Aux Etats-Unis, le Service de la Santé Publique a recommandé dès 1938 la limitation de l’exposition des travailleurs à l’amiante. Mais il faudra attendre 1970 pour qu’une première loi soit promulguée et encore plus longtemps pour qu’elle s’applique vraiment. A la fin des années 70, il existait déjà des produits de remplacement, tels que le ciment renforcé par le verre, la fibre de verre, le polyuréthane ou d’autres matériaux synthétique encore onéreux. En attendant, on se contentait de revêtir les produits en amiante d’une couche de protection pour éviter le flocage.

amiante fibres

Le commerce de l’amiante est en forte décroissance depuis les années 1990. Depuis son interdiction au Danemark en 1972, 67 pays l’ont interdit, soit complètement, soit sous certaines formes.

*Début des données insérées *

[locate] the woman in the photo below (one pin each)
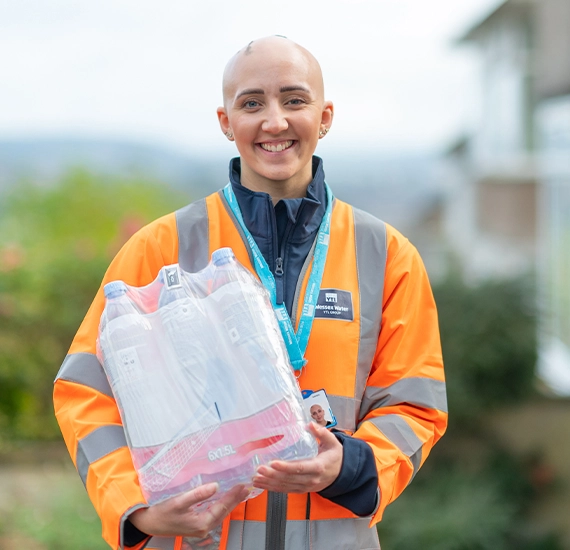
(338, 275)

Selon l’Organisation mondiale de la santé (OMS), l’amiante ferait encore chaque année 107 000 victimes dans le monde et le bilan va empirer durant les décennies suivantes. On estime qu’actuellement environ 1,8 milliard de tonnes sont utilisées dans le monde. En 2017, la Russie (50%), la Chine, le Kazakhstan et le Brésil représentent plus de 90 % de la production mondiale. Depuis que l’Europe a prohibé les fibres mortelles, les producteurs ont trouvé de nouveaux marchés dans les pays en développement, en particulier en Asie : Inde (318 670 tonnes en 2015), Indonésie (120 458), Viêtnam (61 282), Ouzbékistan (56 051). Un désastre sanitaire semble inévitable…

Bien que ce matériau hautement cancérogène ait été interdit en France 1997, il en reste encore près de vingt millions de tonnes dans des dizaines de milliers de bâtiments et environ 3000 personnes sont terrassées chaque année par ce tueur silencieux. La valeur limite d’exposition professionnelle a été progressivement diminuée et passée à 10 fibres par litre en 2015, contre 100 auparavant.

L’amiante peut être remplacé, sans les risques,  dans certaines applications de protection contre les hautes températures et d’isolant électrique par le mica se présentant sous forme de paillettes. Près de 90 % des producteurs vinicoles en Europe utilisent encore des filtres à vin en amiante, toujours autorisés.